Voici une litanie particulièrement accusatrice des méfaits de ces privilèges que l’on pourrait assez largement reprendre aussi bien, si pas plus, au début du 21e siècle qu’au début du 20e !  Près de 30 avant la grande dépression des années 30 et plus d'un siècle avant la grande récession qui a éclaté avec la chute de Lehman Brother le 15 septembre 2008, qui s'est poursuivie par une crise systémique des systèmes financiers pour ensuite se muer en crise de la dette des états (Grèce, Portugal, Irlande, ...), Henri Lambert avait identifié un ensemble de dérives et de comportements déviants ayant libre cours dans la société.

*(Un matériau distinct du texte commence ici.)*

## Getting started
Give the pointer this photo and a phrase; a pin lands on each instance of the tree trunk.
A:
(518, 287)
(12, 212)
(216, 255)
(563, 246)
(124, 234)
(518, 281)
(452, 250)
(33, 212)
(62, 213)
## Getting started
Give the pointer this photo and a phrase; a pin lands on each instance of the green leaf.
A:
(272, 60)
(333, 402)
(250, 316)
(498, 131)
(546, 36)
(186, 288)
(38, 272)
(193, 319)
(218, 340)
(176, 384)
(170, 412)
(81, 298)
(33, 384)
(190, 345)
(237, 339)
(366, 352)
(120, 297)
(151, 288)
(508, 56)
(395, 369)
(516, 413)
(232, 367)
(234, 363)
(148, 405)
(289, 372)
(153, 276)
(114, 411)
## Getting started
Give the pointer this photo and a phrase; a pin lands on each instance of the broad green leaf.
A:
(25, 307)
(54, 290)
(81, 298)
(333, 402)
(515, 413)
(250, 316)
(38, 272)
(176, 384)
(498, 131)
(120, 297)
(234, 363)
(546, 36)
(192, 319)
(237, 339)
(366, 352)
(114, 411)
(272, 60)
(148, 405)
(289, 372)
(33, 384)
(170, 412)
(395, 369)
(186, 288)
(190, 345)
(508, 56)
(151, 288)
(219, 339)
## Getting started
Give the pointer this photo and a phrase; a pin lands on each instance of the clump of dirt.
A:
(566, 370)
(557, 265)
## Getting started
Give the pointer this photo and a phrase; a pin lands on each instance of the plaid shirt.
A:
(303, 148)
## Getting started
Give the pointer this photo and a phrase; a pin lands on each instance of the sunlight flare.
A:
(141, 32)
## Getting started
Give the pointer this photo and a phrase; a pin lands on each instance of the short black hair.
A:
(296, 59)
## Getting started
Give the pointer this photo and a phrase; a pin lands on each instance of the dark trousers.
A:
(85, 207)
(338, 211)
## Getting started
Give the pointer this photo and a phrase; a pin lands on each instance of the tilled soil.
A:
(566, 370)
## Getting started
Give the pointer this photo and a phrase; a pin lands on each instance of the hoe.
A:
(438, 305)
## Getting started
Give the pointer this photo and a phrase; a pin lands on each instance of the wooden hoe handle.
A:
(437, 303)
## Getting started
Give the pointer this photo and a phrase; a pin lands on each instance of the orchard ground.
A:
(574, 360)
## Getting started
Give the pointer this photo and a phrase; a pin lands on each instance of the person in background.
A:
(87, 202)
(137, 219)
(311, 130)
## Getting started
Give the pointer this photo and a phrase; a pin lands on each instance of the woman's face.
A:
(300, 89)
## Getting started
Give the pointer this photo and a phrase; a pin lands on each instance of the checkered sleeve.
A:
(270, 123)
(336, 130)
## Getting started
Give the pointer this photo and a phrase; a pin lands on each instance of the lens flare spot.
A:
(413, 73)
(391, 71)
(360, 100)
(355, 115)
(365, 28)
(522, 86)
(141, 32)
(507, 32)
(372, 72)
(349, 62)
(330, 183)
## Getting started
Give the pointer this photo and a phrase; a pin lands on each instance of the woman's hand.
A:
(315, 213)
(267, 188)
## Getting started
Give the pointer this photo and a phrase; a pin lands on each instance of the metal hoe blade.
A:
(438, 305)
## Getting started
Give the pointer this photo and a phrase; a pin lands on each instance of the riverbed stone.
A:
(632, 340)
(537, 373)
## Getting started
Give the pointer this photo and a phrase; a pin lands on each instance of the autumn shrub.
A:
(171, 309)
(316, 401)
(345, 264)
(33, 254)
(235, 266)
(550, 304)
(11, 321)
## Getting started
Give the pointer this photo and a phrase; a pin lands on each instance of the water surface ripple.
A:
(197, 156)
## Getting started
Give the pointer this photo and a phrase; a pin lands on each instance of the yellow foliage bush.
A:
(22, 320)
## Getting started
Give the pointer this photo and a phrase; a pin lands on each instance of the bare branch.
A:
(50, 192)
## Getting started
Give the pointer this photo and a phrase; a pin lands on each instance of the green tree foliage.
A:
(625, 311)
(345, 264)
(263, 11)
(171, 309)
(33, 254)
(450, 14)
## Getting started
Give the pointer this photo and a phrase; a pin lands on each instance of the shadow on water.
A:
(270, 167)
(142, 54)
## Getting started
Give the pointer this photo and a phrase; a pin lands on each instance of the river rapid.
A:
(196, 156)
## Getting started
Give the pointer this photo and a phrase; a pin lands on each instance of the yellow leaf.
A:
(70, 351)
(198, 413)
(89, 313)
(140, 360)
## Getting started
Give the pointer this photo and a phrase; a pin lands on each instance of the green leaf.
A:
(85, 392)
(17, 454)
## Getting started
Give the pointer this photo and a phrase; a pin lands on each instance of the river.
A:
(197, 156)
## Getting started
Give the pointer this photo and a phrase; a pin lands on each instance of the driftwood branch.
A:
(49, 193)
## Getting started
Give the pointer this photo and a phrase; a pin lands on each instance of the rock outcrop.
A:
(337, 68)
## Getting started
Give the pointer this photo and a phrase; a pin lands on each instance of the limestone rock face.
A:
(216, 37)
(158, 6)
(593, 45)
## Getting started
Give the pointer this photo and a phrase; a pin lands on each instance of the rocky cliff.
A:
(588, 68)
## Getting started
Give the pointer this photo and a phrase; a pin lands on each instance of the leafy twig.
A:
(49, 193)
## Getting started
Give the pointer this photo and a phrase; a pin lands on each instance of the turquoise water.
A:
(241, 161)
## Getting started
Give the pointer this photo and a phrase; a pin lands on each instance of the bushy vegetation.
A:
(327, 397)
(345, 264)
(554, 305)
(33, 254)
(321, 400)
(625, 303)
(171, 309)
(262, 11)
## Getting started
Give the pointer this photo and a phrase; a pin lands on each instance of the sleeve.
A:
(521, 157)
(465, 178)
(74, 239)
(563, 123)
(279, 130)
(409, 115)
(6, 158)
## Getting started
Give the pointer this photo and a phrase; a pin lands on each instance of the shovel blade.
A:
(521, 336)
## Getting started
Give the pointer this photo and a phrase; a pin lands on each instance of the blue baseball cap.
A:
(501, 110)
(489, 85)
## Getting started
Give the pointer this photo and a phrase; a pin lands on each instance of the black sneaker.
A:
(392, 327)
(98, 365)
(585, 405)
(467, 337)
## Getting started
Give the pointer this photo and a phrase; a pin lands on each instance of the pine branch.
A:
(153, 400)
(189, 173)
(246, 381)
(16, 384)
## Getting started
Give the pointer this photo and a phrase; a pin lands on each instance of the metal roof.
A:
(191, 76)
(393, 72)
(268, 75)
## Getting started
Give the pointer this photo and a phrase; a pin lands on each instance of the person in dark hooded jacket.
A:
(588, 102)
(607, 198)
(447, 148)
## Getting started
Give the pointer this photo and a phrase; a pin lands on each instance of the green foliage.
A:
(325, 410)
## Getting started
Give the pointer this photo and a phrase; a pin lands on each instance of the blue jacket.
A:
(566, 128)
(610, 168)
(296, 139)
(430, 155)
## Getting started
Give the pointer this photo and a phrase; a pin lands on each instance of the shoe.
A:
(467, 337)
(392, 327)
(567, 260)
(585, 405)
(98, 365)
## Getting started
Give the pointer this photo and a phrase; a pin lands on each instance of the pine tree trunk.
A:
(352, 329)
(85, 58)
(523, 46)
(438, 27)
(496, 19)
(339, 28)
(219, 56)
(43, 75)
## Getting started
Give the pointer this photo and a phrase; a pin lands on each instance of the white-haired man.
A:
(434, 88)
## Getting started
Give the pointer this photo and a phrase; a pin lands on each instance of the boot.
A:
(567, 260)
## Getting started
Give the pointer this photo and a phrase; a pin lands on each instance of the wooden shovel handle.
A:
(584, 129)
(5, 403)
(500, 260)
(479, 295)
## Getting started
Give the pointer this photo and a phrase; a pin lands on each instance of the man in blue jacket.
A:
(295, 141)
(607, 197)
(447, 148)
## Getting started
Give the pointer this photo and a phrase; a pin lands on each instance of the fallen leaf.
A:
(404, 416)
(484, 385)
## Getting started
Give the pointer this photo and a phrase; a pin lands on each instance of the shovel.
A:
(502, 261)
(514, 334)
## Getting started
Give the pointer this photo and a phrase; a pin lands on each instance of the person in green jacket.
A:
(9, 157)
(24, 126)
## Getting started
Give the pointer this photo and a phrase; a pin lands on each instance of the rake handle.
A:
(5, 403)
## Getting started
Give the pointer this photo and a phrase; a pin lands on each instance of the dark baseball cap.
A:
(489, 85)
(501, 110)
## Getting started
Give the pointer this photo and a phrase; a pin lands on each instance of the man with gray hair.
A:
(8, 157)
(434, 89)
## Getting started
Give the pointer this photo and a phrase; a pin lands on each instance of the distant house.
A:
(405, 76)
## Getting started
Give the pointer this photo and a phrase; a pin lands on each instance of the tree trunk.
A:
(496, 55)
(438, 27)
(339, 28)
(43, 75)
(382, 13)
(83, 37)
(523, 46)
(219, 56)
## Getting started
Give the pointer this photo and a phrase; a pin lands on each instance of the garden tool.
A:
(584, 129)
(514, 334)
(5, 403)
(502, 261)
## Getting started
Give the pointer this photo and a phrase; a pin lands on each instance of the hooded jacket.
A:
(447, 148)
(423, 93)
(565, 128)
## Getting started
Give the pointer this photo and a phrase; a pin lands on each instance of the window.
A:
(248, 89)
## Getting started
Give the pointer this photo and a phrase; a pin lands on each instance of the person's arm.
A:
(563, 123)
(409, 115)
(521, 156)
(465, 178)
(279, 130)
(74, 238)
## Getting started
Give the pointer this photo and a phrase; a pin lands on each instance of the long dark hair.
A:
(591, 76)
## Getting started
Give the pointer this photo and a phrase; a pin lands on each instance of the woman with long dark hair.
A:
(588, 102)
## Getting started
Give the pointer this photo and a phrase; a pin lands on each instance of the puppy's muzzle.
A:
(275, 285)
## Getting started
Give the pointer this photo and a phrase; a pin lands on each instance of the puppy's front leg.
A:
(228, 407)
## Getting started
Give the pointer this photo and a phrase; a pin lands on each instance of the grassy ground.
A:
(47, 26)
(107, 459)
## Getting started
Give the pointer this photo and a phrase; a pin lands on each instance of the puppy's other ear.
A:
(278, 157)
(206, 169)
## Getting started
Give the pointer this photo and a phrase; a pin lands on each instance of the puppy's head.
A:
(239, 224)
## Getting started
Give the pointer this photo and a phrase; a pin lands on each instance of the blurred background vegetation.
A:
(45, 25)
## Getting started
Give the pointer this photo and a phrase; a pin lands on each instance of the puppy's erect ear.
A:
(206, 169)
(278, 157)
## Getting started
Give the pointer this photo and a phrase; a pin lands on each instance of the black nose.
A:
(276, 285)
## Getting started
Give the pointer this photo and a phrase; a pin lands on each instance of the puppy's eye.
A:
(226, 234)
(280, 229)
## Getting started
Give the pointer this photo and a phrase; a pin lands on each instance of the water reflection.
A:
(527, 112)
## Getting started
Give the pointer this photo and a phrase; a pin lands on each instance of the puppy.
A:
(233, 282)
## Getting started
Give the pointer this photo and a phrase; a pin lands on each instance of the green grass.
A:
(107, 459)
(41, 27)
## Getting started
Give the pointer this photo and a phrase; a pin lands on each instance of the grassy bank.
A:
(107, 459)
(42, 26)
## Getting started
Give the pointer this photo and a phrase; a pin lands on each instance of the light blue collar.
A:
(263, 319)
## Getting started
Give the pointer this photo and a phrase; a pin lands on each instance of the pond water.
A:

Chacun aura compris qu’il met le doigt avant tout sur les privilèges exorbitants de la responsabilité limitée dans l’association des capitaux, et cela sous la forme de l’anonymat. Certes, reconnaît-il, ce privilège fut un moyen pour « forcer » ou hâter le développement de certaines branches industrielles, mais ce fut au détriment d’autres industries ; « car on ne peut accroître par des artifices l’ensemble des activités ni le patrimoine commun des hommes. On ne peut qu’y provoquer des déplacements ».